16 ott. – L’Organizzazione mondiale della Sanita’ (Oms) ha ridimensionato il rischio di una diffusione di ebola in Occidente, spiegando che e’ improbabile un’epidemia del virus in Europa o Stati Uniti, dove i sistemi sanitari sono strutturati ed efficienti. Intanto, pero’, cresce l’allarme internazionale per un’epidemia che sembra essere stata sottovalutata.
Negli Usa -dove Barack Obama continua a cancellare gli impegni per rimanere alla Casa Bianca a coordinare la risposta all’emergenza- la reazione ai primi casi ha mostrato diverse falle. Il presidente continua a invocare “una risposta piu’ aggressiva”, ma si e’ saputo che la seconda infermiera contagiata e’ salita su un aereo quando aveva gia’ qualche linea di febbre. Amber Vinson aveva volato da Cleveland a Dallas lunedi’, il giorno prima che le venisse diagnosticato il micidiale virus.
La donna aveva gia’ un’alterazione della temperatura (37,5 gradi), anche se inferiore alla soglia di 38 gradi indicata dal Cdc (il Centro per il controllo e la prevenzione delle malattie di Atlanta) come ‘semaforo rosso’ per un viaggiatore. In questo modo riusci’ a imbarcarsi. Le probabilita’ che gli altri passeggeri a bordo, 132 in tutto, siano stati contagiati sono molto basse, ha assicurato il direttore dei Cdc, Thomas Frieden, perche’ comunque a bordo la Vinson non vomito’, ne’ sanguinava, ma la donna non avrebbe dovuto essere a bordo.
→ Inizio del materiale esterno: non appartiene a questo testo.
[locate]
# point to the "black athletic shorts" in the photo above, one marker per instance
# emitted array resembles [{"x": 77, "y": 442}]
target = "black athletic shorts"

Oggi a Bruxelles si riuniscono i ministri della Sanita’ dell’Ue per decidere le contromisure: probabilmente screening rafforzati agli aeroporti e magari anche l’invio di truppe nei Paesi colpiti. Il ministro Beatrice Lorenzin vorrebbe aumentare controlli in uscita negli aeroporti dell’Africa occidentale con un sistema di certificazione indipendente (ora invece i protocolli dell’Oms si basano sull’autocertificazione); e anche creare un sistema per rintracciare i viaggiatori, compresi quelli che non hanno sintomi, in uscita dagli aeroporti.
Oggi al Congresso americano ci sara’ un’audizione dei responsabili sanitari coinvolti nell’emergenza ebola tra cui Daniel Varga, direttore clinico del consorzio sanitario a cui appartiene l’ospedale Presbiteriano di Dallas in cui fu curato il ‘paziente zero’, Thomas Duncan. Varga ha gia’ preannunciato che fara’ autocritica per le falle nella sicurezza dello staff. Quanto all’Africa occidentale, la situazione legata all’epidemia e’ sempre piu’ cupa: la Liberia ha richiesto altri 85mila sacchi per cadaveri, tanti prevede che ne serviranno nei prossimi sei mesi.